Set up Google Cloud Storage
Dynamically import tasks and export annotations to Google Cloud Storage (GCS) buckets in Label Studio. For details about how Label Studio secures access to cloud storage, see Secure access to cloud storage.
Configure access to your Google Cloud Storage bucket
First, review the information in Cloud storage for projects and Secure access to cloud storage.
Then you will need to complete the following prerequisites:
1. Enable programmatic access to your bucket
See Cloud Storage Client Libraries in the Google Cloud Storage documentation for how to set up access to your GCS bucket.
2. Set up authentication to your bucket
Your account must have the Service Account Token Creator and Storage Object Viewer roles and storage.buckets.get access permission. See Setting up authentication and IAM permissions for Cloud Storage in the Google Cloud Storage documentation.
note
If you are using WIF, see Service account permissions below.
3. Configure CORS
Set up cross-origin resource sharing (CORS) access to your bucket, using a policy that allows GET access from the same host name as your Label Studio deployment. See Configuring cross-origin resource sharing (CORS) in the Google Cloud User Guide.
note
This is only required if you are using pre-signed URLs. If you are using proxying, you do not have to configure CORS. For more information, see Pre-signed URLs vs Storage proxies.
Use or modify the following example:
echo '[
{
"origin": ["*"],
"method": ["GET"],
"responseHeader": ["Content-Type","Access-Control-Allow-Origin"],
"maxAgeSeconds": 3600
}
]' > cors-config.json
Replace YOUR_BUCKET_NAME with your actual bucket name in the following command to update CORS for your bucket:
gsutil cors set cors-config.json gs://YOUR_BUCKET_NAME
Google Cloud Storage
Before you begin:
- Review the information in Cloud storage for projects and Secure access to cloud storage.

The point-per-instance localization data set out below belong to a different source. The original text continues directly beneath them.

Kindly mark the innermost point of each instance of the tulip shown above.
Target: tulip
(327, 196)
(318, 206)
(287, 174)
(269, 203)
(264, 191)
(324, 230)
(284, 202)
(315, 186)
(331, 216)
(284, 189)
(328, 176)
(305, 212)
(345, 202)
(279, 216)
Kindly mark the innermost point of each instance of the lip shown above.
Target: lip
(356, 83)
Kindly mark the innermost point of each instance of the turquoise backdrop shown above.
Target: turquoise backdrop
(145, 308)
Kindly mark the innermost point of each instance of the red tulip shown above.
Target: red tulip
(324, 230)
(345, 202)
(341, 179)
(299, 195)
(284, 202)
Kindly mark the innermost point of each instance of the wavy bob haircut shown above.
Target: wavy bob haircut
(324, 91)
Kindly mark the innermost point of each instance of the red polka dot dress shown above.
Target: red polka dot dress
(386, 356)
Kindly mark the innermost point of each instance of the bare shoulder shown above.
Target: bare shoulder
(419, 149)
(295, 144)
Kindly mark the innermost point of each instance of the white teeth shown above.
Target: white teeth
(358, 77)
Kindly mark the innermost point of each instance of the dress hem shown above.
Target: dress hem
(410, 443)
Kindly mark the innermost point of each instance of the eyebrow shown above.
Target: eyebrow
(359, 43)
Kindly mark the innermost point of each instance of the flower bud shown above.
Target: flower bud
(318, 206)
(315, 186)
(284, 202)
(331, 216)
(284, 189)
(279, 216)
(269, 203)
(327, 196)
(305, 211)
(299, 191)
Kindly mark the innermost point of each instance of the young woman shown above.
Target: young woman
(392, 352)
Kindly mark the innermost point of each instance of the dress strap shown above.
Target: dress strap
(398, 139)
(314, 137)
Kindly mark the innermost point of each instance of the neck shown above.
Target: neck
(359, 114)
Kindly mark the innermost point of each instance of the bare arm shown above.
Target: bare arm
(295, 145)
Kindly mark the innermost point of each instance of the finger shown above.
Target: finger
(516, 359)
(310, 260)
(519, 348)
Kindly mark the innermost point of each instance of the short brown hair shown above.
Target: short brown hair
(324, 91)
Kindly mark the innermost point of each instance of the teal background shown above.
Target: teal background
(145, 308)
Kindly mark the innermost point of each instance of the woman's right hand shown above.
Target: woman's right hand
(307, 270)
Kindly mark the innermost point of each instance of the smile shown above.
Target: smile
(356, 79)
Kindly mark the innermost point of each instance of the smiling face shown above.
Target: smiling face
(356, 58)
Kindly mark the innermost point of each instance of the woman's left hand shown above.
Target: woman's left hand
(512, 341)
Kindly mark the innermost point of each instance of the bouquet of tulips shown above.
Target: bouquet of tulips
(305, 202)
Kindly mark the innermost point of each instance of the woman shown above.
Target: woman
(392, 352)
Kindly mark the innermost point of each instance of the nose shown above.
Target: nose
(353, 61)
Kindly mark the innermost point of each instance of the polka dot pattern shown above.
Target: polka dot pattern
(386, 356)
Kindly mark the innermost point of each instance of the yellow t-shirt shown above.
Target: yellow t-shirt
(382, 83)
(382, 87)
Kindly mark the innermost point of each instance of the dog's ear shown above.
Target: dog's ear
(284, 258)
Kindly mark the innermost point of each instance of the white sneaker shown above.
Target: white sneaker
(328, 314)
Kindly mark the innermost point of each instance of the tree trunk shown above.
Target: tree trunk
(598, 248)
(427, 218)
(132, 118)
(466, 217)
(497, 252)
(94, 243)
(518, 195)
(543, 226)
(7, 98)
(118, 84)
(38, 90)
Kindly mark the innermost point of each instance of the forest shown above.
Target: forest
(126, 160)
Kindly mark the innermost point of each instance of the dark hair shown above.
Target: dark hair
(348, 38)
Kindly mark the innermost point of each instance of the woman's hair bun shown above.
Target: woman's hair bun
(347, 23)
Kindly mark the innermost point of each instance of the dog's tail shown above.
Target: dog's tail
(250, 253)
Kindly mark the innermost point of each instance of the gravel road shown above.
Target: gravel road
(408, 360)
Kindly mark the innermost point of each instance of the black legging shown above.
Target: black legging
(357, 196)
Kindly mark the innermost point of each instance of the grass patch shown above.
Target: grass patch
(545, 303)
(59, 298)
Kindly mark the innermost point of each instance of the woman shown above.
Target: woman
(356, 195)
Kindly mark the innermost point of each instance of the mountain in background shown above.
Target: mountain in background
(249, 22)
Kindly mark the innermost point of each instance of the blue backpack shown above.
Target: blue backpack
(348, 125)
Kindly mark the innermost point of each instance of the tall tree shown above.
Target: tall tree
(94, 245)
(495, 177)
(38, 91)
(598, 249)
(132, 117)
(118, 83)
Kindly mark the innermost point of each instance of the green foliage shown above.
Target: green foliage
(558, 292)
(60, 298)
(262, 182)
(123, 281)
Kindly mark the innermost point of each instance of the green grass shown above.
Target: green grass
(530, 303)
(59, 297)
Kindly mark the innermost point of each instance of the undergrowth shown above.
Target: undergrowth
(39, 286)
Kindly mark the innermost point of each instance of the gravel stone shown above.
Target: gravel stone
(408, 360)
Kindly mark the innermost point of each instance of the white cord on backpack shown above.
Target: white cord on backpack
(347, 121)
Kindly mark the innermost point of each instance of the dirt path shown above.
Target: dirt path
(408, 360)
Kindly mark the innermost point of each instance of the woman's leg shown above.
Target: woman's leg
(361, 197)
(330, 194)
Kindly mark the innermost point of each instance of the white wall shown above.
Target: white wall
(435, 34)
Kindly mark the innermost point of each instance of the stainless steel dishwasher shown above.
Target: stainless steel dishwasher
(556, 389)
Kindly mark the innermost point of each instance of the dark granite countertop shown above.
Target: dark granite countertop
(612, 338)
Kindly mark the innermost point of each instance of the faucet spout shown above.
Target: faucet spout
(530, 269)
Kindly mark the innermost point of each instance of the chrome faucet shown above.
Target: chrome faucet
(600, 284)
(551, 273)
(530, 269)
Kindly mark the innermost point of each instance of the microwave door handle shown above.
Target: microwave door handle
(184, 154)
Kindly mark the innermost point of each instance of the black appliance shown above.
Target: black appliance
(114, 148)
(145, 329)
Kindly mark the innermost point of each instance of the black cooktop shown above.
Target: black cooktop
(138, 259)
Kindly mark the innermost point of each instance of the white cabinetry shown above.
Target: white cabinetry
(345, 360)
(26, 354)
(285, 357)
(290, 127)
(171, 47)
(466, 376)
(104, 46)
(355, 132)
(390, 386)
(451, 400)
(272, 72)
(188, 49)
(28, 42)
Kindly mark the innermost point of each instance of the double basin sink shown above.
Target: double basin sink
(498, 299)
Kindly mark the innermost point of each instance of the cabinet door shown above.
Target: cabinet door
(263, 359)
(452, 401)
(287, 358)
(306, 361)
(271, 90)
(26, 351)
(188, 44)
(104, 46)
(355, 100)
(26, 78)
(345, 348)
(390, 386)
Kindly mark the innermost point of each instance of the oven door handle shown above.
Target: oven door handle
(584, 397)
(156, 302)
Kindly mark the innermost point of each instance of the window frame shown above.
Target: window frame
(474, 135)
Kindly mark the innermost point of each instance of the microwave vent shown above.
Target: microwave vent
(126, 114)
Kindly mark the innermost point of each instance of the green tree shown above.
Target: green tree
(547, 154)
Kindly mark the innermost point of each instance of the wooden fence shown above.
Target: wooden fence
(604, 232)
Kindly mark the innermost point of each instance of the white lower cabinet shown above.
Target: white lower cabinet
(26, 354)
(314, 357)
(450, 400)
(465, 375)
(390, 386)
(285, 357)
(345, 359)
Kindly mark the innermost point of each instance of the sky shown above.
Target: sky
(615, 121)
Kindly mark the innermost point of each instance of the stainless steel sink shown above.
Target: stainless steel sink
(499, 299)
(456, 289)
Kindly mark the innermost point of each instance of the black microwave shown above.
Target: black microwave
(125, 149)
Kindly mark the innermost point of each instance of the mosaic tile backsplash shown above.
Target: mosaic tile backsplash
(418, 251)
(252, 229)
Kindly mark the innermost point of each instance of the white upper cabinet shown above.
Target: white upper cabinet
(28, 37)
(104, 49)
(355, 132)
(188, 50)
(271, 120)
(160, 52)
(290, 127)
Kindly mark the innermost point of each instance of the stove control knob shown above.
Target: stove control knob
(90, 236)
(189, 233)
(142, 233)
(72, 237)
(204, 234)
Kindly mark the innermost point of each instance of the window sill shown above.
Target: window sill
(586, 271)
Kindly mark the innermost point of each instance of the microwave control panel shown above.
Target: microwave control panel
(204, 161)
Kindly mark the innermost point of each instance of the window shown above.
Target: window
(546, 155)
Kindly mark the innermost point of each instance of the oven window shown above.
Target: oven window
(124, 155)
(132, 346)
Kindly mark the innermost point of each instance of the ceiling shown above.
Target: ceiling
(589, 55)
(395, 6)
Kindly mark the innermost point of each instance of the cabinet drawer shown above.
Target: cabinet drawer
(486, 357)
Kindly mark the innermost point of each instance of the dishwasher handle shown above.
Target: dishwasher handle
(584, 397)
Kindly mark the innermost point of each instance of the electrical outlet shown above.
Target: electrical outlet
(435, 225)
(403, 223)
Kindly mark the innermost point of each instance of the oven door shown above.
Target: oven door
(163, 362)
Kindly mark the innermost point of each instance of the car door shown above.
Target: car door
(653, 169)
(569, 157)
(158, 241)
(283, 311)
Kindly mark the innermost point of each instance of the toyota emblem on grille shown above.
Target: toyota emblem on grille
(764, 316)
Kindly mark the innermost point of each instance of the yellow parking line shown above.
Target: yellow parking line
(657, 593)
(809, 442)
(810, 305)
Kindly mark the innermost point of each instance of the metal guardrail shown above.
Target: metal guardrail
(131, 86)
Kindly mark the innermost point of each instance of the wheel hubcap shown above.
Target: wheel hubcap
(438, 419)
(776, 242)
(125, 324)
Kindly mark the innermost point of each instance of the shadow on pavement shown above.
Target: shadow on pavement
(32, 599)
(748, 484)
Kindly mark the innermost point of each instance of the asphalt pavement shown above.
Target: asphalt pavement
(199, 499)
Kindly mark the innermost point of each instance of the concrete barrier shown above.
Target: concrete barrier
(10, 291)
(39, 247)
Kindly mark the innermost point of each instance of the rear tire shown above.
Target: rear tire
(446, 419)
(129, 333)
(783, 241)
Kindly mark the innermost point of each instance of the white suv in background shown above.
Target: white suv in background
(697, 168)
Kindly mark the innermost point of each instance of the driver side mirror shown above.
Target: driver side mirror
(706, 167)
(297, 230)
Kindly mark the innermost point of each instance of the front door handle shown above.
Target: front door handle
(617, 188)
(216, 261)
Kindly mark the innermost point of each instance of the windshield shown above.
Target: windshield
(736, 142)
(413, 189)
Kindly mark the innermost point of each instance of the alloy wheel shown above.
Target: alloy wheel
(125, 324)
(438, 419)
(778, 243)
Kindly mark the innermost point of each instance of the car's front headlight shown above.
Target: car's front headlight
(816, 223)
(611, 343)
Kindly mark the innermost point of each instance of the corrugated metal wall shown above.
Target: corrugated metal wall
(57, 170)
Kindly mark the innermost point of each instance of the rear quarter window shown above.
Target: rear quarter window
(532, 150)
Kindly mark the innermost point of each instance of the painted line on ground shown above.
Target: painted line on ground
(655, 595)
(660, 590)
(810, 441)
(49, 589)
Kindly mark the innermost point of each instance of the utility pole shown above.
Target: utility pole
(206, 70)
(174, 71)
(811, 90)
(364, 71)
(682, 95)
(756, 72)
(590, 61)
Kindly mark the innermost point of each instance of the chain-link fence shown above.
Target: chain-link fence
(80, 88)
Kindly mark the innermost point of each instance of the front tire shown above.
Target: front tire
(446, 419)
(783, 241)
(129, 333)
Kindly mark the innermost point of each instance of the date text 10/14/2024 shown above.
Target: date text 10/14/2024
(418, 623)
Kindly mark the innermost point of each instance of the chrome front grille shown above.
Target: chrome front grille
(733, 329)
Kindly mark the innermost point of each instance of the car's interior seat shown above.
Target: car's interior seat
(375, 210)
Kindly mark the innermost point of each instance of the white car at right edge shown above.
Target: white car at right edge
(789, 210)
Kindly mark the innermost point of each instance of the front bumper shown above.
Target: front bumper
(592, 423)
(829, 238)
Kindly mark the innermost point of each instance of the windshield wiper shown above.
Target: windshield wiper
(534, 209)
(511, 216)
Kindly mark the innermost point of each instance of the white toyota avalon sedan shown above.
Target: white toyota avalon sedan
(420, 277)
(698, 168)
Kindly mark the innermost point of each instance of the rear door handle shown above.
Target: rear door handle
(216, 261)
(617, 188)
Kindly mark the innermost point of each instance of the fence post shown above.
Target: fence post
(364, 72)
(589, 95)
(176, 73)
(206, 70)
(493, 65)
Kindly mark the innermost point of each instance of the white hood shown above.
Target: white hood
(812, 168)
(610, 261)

- Configure access to your bucket.
Google Application Credentials
You will need to provide Google Application Credentials. These will be a JSON file that you input while setting up your storage.
- From the Google Cloud Console, go to IAM & Admin > Service Accounts.
- Select the specific service account you need credentials for. If you don’t have one, create a new one.
- In the service account details, go to the Keys tab and click Add Key > Create new key.
- Select the JSON key type and click Create. The JSON file will be generated and automatically downloaded to your computer.
See also:
note
If you're using a service account to authorize access to the Google Cloud Platform, make sure to activate it. See gcloud auth activate-service-account.
Create a source storage connection
From Label Studio, open your project and select Settings > Cloud Storage > Add Source Storage.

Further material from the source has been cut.